EDVR-code debugging + training

The 2019 CVPR article EDVR: Video Restoration with Enhanced Deformable Convolutional Networks , which does video processing (including super-resolution technology and deblurring of video frames), structurally can handle strong supervision tasks applied to arbitrary book conversion ; The most eye-catching part of the article is that he proposed a new method to ensure temporal consistency. Instead of using optical flow, it uses deformable convolution to track traceable points and become a PCD module; And the fusion of spatial-temporal dimensions, which is the fusion of information during multi-frame processing, is proposed as a TSA module; see the code: EDVR .

Xiaobian was entrusted by a sister to help her debug the code.
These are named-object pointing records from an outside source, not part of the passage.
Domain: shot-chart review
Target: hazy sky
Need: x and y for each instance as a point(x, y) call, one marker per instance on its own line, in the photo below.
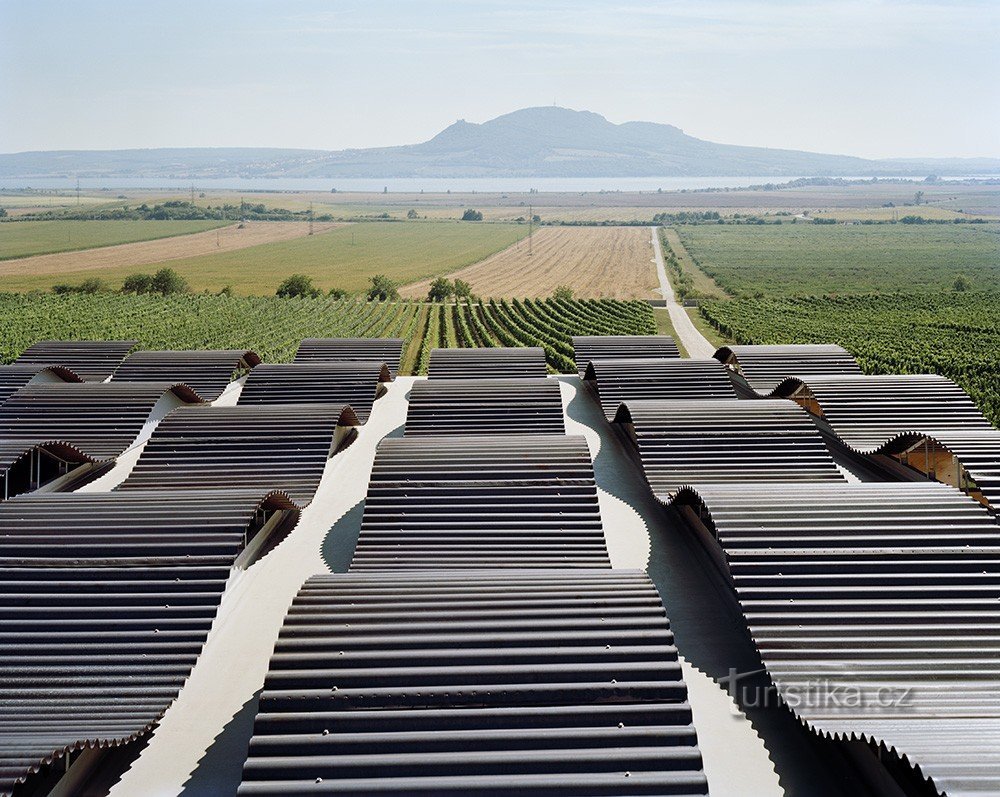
point(858, 77)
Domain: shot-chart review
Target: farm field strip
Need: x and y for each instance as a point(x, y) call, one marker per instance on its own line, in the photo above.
point(611, 262)
point(24, 239)
point(273, 327)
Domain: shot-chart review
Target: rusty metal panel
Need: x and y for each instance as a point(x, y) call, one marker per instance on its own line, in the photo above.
point(101, 419)
point(382, 350)
point(621, 347)
point(497, 363)
point(485, 406)
point(455, 502)
point(92, 360)
point(105, 603)
point(706, 442)
point(207, 372)
point(760, 369)
point(268, 447)
point(876, 611)
point(357, 383)
point(562, 682)
point(14, 377)
point(644, 379)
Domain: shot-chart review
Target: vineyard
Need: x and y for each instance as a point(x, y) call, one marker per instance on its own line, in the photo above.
point(273, 327)
point(955, 334)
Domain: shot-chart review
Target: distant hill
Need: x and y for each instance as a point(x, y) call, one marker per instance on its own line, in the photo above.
point(533, 142)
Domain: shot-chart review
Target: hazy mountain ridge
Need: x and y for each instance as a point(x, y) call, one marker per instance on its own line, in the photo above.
point(533, 142)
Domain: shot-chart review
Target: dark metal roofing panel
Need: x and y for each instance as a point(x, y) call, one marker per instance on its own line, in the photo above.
point(29, 456)
point(562, 682)
point(93, 360)
point(765, 367)
point(705, 442)
point(509, 363)
point(101, 419)
point(621, 347)
point(485, 406)
point(867, 411)
point(206, 372)
point(458, 502)
point(383, 350)
point(105, 603)
point(268, 447)
point(357, 383)
point(886, 593)
point(14, 377)
point(642, 379)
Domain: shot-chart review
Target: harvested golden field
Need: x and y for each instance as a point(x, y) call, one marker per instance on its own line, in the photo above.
point(32, 271)
point(610, 262)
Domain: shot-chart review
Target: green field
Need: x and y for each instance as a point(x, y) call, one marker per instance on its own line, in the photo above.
point(345, 257)
point(955, 334)
point(273, 327)
point(24, 238)
point(810, 259)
(1) Environmental preparation

The old rule is to create a new virtual environment for each project and delete it afterwards. For the creation of a virtual environment, see my other blog: vid2vid Code debugging + training + testing (debug+train+test) (1) Testing .

(2) Download the project

$ git clone https://github.com/xinntao/EDVR.git
$ cd EDVR/

The directory structure is as follows. Among them, experiments are used to save the trained models and verification results (checkpoints), and tb_logger is used to save log logs; codes are the main ones, including various codes (including train.py); datasets can actually be used regardless of To store the data set, but later you will find that the reference to the data set uses an absolute path (Σ( ° △ °|||)︴)!

(3) Data set preparation

This should be the most cumbersome part of this project.

Install lmdb with pip first.

After preparing the data set, modify the code "codes/data_scripts/create_lmdb_mp.py". The suggested data set structure is as follows:

"""
datasets
     |--inputs
           |--0000                        # clip
               |--00000000.png
               |--00000001.png
               ...
               |--00000029.png            # 30 frames for each clip in our datasets
           |--0001
               |--00000000.png
               ...
           ...
     |--GT
           |--0000                        # clip
               |--00000000.png
               |--00000001.png
               ...
               |--00000029.png            # 30 frames for each clip in our datasets
           |--0001
               |--00000000.png
               ...
           ...
"""

After specifying a mode, modify or add the if -else structure, modify the input or GT directory and save path.

Execute create_lmdb_mp.py once for input and GT respectively.

After this, we can see what the corresponding "train_xxxx_wval.lmdb (is a folder)" contains. , The data.mdb is the image data, which is stored in bytes, so the space is small and the reading is fast! lock.mdb is only an operation to prevent conflicts in the database. Of course, the reading of data in the code is read-only, so it has little effect. meata_info.pkl is a dictionary with the following structure: (we will use it later!)

"""
{
    'name': 'xxxxxxxxxxxx',
    'resolution': '3_720_1280',
    'keys': ['0000_00000000', '0000_00000001', ...]
}
"""

This is not enough! Because the role of meta_info.pkl is to help read the corresponding image data in the mdb file. Then, we also need a key to tell the dataset which keys, so we need to copy the meta_info.pkl of one of the two generated "train_xxxx_wval.lmdb" to the directory "codes/data/" (because input and GT The corresponding names are generally the same). Note that “REDS_trainval_keys.pkl” and “Vimeo90K_train_keys.pkl” already exist. We renamed it here: EFRM_train_keys.pkl, and the cache_keys in the configuration file will point to it later.

Note that meta_info.pkl stores a dictionary, which contains a list of keys corresponding to file names; while the original "REDS_trainval_keys.pkl" and "Vimeo90K_train_keys.pkl" only contain lists; therefore, we also need to modify the following code :

/* codes/data/REDS_dataset.py: __init__() */

"Cache_keys" is set in the configuration file, see (4), pickle is a package for python to read and write pkl; after we load the pkl just now, it is a dictionary, so we need to add "['keys' ]" means to take only the value corresponding to the keys key (a list of file names).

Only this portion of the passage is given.